The text – quickly translated by yours truly (and any mistake is solely my responsibility) – will be published as a series of posts.
Here goes the first.
Enjoy!
It’s 1959, and in the offices of Danish/German film production company Rialto Film, producer Preben Philipsen acquires the rights to Edgar Wallace‘s 1925 The Fellowship of the Frog. The movie Der Frosch mit der Maske, written expressly for the German market turns out to be a box-office runaway success, and marks the beginning of the golden age of the Kriminalfilm, or Kriminalromance, a series of adaptations of works from Wallace, with so many common elements that they form an officially recognized genre.
The success of Der Frosch mit der Maske leads Rialto Films to acquire the rights to most of Wallace books, and start producing movies using the same directors, the same cast of regulars, the same locations and even the same musicians to score the films.
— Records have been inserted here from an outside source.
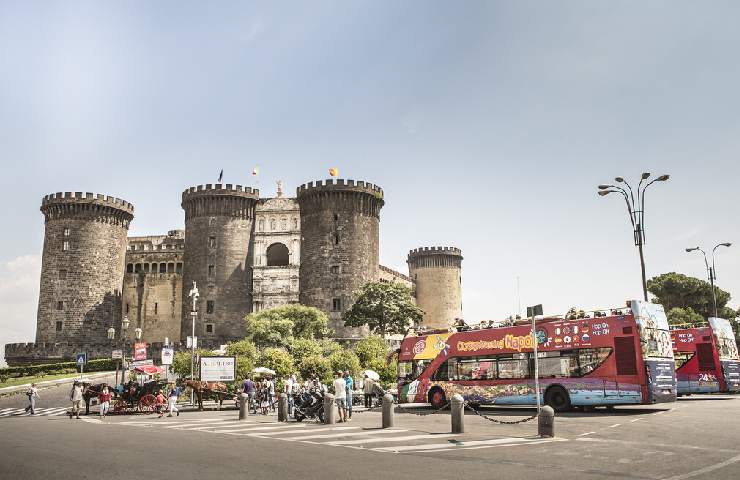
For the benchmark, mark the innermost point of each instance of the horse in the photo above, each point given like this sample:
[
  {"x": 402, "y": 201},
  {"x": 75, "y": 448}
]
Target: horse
[{"x": 202, "y": 390}]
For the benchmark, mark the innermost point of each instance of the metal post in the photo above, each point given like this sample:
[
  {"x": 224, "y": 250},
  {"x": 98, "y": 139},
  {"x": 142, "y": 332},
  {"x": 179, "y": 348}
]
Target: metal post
[
  {"x": 283, "y": 407},
  {"x": 243, "y": 406},
  {"x": 387, "y": 410},
  {"x": 329, "y": 416},
  {"x": 546, "y": 422},
  {"x": 457, "y": 413}
]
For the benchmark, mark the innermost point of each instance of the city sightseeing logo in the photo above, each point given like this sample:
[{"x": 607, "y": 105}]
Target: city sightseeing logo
[{"x": 509, "y": 342}]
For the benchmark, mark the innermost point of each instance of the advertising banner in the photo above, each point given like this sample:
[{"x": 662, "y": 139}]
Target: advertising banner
[
  {"x": 217, "y": 369},
  {"x": 167, "y": 356},
  {"x": 139, "y": 351}
]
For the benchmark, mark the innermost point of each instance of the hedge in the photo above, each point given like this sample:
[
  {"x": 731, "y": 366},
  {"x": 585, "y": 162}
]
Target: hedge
[{"x": 101, "y": 365}]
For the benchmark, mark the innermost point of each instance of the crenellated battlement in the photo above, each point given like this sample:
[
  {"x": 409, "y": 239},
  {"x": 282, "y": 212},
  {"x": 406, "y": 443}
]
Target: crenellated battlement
[
  {"x": 220, "y": 200},
  {"x": 87, "y": 205},
  {"x": 340, "y": 184}
]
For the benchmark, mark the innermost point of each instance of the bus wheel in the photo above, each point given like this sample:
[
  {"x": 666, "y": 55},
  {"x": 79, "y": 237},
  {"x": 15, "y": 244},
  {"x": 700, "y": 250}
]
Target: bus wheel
[
  {"x": 437, "y": 398},
  {"x": 558, "y": 398}
]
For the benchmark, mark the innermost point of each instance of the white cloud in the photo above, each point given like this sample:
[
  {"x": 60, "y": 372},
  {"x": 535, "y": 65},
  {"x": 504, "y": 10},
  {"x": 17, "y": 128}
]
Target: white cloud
[{"x": 19, "y": 294}]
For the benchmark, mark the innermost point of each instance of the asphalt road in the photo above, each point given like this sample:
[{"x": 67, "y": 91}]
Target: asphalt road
[{"x": 698, "y": 437}]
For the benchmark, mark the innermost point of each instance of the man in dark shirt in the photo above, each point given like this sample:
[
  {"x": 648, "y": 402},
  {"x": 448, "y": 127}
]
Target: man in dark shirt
[{"x": 250, "y": 389}]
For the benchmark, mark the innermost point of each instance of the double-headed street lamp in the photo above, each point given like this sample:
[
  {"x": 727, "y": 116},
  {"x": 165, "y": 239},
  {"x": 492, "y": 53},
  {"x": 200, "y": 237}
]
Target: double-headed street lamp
[
  {"x": 636, "y": 210},
  {"x": 138, "y": 332},
  {"x": 711, "y": 271}
]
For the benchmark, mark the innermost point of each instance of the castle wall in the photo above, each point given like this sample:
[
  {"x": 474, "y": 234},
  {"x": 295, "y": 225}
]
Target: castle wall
[
  {"x": 339, "y": 247},
  {"x": 82, "y": 266},
  {"x": 218, "y": 256},
  {"x": 436, "y": 275},
  {"x": 152, "y": 285}
]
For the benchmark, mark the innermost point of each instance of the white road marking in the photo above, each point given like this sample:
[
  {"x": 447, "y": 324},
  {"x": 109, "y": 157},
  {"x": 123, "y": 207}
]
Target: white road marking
[
  {"x": 707, "y": 469},
  {"x": 389, "y": 439},
  {"x": 447, "y": 446},
  {"x": 331, "y": 435}
]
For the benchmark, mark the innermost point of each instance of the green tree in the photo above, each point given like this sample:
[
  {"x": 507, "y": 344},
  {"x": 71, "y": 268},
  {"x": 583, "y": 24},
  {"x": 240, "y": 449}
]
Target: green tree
[
  {"x": 181, "y": 362},
  {"x": 371, "y": 348},
  {"x": 304, "y": 347},
  {"x": 385, "y": 307},
  {"x": 685, "y": 316},
  {"x": 343, "y": 361},
  {"x": 277, "y": 359},
  {"x": 676, "y": 290}
]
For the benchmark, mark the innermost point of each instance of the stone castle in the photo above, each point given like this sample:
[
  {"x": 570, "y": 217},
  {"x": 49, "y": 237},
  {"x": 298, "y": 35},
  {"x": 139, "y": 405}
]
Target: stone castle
[{"x": 245, "y": 253}]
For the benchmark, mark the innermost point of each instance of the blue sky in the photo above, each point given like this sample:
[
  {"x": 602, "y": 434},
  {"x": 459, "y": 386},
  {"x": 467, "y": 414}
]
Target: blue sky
[{"x": 488, "y": 124}]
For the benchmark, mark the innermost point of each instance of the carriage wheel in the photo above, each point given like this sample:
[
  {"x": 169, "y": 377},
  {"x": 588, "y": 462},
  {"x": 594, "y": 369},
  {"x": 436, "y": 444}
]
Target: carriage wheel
[{"x": 147, "y": 403}]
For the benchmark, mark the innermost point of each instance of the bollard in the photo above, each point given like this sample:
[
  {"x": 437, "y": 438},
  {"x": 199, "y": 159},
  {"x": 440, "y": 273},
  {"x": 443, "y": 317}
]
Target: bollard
[
  {"x": 387, "y": 410},
  {"x": 546, "y": 422},
  {"x": 457, "y": 413},
  {"x": 329, "y": 416},
  {"x": 243, "y": 406},
  {"x": 283, "y": 408}
]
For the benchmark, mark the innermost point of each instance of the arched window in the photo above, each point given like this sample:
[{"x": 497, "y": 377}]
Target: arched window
[{"x": 277, "y": 255}]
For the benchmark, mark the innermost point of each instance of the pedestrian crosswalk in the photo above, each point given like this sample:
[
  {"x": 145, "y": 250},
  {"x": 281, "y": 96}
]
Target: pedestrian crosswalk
[
  {"x": 392, "y": 440},
  {"x": 40, "y": 412}
]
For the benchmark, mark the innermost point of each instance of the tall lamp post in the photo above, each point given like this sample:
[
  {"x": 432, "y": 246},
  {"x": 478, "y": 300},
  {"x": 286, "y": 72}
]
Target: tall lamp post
[
  {"x": 636, "y": 210},
  {"x": 711, "y": 271}
]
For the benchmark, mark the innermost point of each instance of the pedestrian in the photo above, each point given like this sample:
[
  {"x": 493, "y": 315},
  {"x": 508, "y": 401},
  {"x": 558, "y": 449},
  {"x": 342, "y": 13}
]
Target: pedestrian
[
  {"x": 172, "y": 400},
  {"x": 340, "y": 396},
  {"x": 367, "y": 389},
  {"x": 250, "y": 389},
  {"x": 160, "y": 403},
  {"x": 104, "y": 401},
  {"x": 75, "y": 396},
  {"x": 33, "y": 394},
  {"x": 350, "y": 386}
]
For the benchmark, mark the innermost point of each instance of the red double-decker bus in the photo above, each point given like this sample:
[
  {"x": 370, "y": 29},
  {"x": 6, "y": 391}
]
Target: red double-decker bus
[
  {"x": 612, "y": 357},
  {"x": 707, "y": 358}
]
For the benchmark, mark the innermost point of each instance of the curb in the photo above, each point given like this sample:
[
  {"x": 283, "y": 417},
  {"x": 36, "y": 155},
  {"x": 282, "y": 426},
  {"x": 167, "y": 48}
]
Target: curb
[{"x": 10, "y": 391}]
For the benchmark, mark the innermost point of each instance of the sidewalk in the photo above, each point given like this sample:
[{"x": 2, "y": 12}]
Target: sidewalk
[{"x": 8, "y": 391}]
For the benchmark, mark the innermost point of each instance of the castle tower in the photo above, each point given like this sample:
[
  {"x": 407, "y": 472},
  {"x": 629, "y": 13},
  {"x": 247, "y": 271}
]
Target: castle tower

The factory-style recalls the similar structure of Hammer in Britain, but in the case of Rialto this focuses on a single type of movie.
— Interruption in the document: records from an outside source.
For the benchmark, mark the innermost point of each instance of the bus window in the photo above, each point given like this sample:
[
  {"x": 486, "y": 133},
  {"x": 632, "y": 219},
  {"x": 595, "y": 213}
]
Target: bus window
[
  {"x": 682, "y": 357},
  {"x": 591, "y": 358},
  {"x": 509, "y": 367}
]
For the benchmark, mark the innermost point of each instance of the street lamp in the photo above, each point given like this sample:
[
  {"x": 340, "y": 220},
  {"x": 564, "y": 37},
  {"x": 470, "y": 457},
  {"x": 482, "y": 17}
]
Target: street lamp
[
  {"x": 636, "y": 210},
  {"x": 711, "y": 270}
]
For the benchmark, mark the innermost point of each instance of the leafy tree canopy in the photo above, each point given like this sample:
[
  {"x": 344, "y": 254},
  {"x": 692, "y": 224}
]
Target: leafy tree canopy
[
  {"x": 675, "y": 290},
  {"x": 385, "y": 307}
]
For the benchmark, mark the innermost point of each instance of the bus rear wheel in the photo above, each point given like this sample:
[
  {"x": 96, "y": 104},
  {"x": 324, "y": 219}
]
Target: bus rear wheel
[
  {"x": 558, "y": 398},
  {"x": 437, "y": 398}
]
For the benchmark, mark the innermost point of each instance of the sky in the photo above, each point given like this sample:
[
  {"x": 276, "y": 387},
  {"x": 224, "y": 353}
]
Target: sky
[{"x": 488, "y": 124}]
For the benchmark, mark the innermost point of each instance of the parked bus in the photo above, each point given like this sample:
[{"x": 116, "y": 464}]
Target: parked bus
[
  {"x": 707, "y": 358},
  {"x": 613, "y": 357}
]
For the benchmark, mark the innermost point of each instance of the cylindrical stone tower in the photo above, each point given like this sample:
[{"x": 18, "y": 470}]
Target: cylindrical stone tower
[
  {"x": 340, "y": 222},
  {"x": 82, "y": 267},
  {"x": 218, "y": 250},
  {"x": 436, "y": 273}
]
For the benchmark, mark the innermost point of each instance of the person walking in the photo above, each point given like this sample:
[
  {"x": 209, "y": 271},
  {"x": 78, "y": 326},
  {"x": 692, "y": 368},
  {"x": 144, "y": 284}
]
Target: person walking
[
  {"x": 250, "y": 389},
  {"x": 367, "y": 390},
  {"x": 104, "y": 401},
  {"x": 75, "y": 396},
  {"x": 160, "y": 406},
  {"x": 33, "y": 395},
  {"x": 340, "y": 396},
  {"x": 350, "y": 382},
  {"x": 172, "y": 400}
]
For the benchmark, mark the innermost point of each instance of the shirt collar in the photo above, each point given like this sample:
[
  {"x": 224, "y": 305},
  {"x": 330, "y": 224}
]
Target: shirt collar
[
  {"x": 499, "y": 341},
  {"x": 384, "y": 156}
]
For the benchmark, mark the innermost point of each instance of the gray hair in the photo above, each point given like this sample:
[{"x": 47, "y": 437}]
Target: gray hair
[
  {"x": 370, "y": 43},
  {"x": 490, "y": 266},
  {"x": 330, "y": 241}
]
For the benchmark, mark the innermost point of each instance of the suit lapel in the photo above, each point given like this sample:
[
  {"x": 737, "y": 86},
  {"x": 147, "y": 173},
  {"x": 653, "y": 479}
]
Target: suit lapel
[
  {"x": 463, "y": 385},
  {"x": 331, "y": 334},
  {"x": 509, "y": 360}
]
Often in these movies little was left, of Wallace’s work, but the title. All were built around the same structure, granted to captivate the audience: the plot would follow the activities of a masked killer, and the attempts on the part of the investigators (either Scotland Yard or PIs) of finding out the killer’s identity. The mechanics were classic whodunnit, keeping the killer’s true identity hidden to the last minutes of the film. Indispensable the female lead, menaced by the killer (and often the object of the killer’s sexual desires), and that the male lead(s) were supposed to protect. Often the leading lady and the investigator would become sentimentally attached by the end of the movie. Actors would portray similar characters in different films: Klaus Kinski, for instance, would always play the bad guy.
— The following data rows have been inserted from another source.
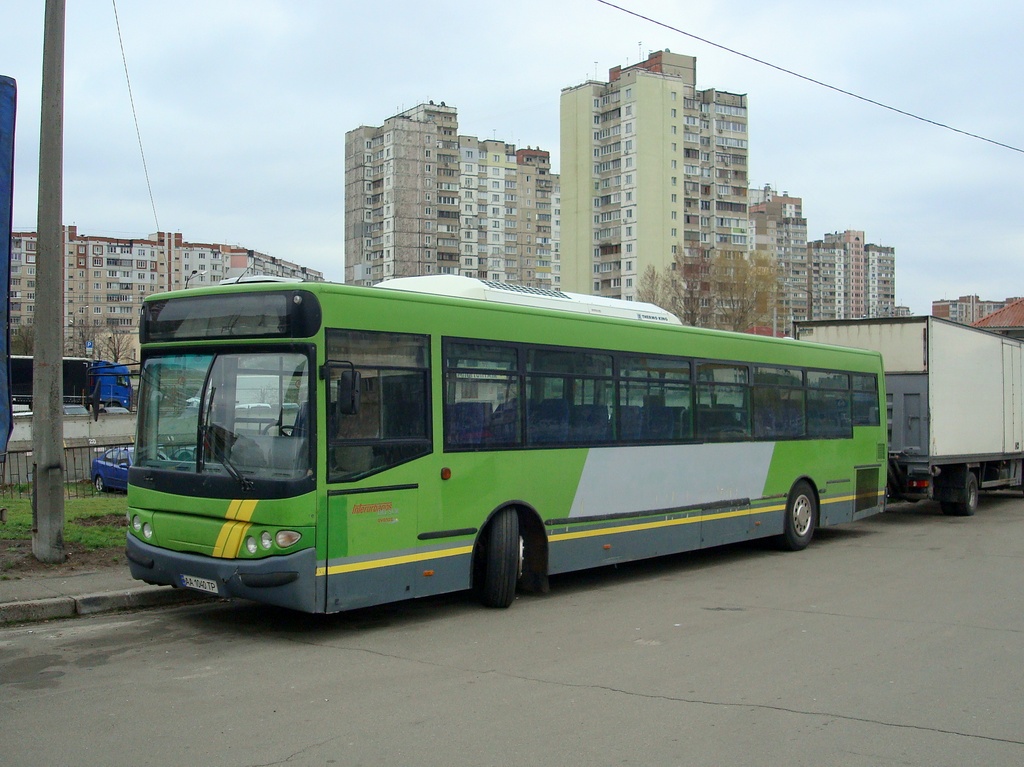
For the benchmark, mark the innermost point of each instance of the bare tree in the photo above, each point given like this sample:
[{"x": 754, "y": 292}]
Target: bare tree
[
  {"x": 118, "y": 345},
  {"x": 649, "y": 287},
  {"x": 747, "y": 289},
  {"x": 693, "y": 298}
]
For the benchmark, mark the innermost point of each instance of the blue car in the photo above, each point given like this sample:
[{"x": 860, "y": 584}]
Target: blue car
[{"x": 110, "y": 471}]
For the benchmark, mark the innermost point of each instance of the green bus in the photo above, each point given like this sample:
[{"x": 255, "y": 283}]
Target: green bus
[{"x": 324, "y": 448}]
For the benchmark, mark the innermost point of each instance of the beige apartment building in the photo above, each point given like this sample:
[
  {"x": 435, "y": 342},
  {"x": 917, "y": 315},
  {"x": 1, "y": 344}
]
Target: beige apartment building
[
  {"x": 651, "y": 167},
  {"x": 107, "y": 279},
  {"x": 421, "y": 199},
  {"x": 851, "y": 279},
  {"x": 968, "y": 309},
  {"x": 779, "y": 228}
]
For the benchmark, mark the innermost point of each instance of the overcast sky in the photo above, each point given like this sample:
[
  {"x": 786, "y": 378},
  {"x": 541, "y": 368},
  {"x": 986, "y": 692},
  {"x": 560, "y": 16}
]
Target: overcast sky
[{"x": 244, "y": 104}]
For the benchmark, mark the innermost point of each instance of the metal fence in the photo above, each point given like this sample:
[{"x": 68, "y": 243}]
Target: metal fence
[{"x": 16, "y": 471}]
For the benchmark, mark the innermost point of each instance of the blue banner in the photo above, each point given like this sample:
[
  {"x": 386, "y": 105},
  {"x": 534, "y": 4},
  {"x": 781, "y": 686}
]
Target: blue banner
[{"x": 8, "y": 101}]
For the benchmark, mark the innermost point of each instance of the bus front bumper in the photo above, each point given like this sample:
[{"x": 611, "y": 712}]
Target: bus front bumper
[{"x": 287, "y": 581}]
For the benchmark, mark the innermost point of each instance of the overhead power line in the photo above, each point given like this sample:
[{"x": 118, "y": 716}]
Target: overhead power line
[
  {"x": 810, "y": 79},
  {"x": 131, "y": 99}
]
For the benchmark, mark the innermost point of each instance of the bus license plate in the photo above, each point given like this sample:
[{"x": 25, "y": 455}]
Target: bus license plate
[{"x": 200, "y": 584}]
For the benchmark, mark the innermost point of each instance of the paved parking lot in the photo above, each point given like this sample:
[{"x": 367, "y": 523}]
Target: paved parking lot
[{"x": 895, "y": 640}]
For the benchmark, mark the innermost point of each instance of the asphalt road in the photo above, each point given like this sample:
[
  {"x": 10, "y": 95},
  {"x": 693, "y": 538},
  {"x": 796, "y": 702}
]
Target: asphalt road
[{"x": 895, "y": 640}]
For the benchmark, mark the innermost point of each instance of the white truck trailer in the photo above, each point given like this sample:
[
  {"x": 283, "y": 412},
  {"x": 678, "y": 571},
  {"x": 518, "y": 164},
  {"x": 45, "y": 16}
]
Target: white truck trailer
[{"x": 955, "y": 405}]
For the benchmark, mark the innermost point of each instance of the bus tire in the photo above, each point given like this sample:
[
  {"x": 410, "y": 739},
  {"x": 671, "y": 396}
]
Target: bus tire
[
  {"x": 501, "y": 559},
  {"x": 801, "y": 517},
  {"x": 969, "y": 506}
]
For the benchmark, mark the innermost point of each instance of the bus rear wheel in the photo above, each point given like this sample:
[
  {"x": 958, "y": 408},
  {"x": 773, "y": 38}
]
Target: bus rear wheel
[
  {"x": 501, "y": 559},
  {"x": 801, "y": 517}
]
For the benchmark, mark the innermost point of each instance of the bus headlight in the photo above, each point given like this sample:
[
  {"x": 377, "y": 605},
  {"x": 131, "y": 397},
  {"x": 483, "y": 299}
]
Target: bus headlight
[{"x": 287, "y": 538}]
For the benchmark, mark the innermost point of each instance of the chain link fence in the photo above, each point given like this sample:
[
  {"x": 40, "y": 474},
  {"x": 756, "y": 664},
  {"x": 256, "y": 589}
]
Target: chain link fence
[{"x": 16, "y": 470}]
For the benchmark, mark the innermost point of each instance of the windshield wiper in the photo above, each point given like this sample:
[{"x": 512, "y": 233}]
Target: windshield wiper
[{"x": 218, "y": 444}]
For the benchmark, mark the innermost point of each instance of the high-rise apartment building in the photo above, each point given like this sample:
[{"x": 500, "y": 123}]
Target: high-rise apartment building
[
  {"x": 880, "y": 277},
  {"x": 651, "y": 167},
  {"x": 967, "y": 309},
  {"x": 420, "y": 199},
  {"x": 850, "y": 279},
  {"x": 778, "y": 227},
  {"x": 107, "y": 279}
]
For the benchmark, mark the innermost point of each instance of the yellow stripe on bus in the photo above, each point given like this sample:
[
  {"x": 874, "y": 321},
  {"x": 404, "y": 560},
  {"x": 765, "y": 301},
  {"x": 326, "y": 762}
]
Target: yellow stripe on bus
[
  {"x": 391, "y": 561},
  {"x": 232, "y": 531},
  {"x": 427, "y": 555}
]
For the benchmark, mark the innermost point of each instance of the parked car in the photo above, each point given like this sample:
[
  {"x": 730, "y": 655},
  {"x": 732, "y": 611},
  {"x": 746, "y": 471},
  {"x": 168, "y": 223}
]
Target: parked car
[{"x": 110, "y": 470}]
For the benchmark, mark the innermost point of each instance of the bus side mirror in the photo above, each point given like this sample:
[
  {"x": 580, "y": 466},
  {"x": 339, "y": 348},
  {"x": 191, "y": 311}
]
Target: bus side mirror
[
  {"x": 94, "y": 400},
  {"x": 349, "y": 383}
]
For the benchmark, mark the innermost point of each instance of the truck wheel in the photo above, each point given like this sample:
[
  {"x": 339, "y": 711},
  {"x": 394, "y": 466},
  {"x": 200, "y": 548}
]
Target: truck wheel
[
  {"x": 501, "y": 565},
  {"x": 801, "y": 518},
  {"x": 969, "y": 506}
]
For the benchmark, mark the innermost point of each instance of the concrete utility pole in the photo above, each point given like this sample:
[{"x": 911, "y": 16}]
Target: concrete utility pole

Between 1961 and 1972, Rialto produced 32 “Krimi” movies. Of these, five were directed by Herald Reinl, and fourteen by Alfred Vohrer. The presence of “regular” directors at the helm gave the Krimi a distinctive feel. Vohrer, most of all, had his trademarks in the insistent use of the zoom, and for his very fast (for the time’s standards, at least) montage.
The movies were set in London and in the surrounding countryside (but were all shot in Germany) and took place in rich mansions or old castles. The characters were usually grown ups and well-to-do, and the crime itself was not so prominent as the investigation that would inevitably lead to the apprehension of the killer and the happy ending.
The Krimi movies were exported internationally. Some of the later Krimi, when the genre had been bled dry, were joint Italian-German productions.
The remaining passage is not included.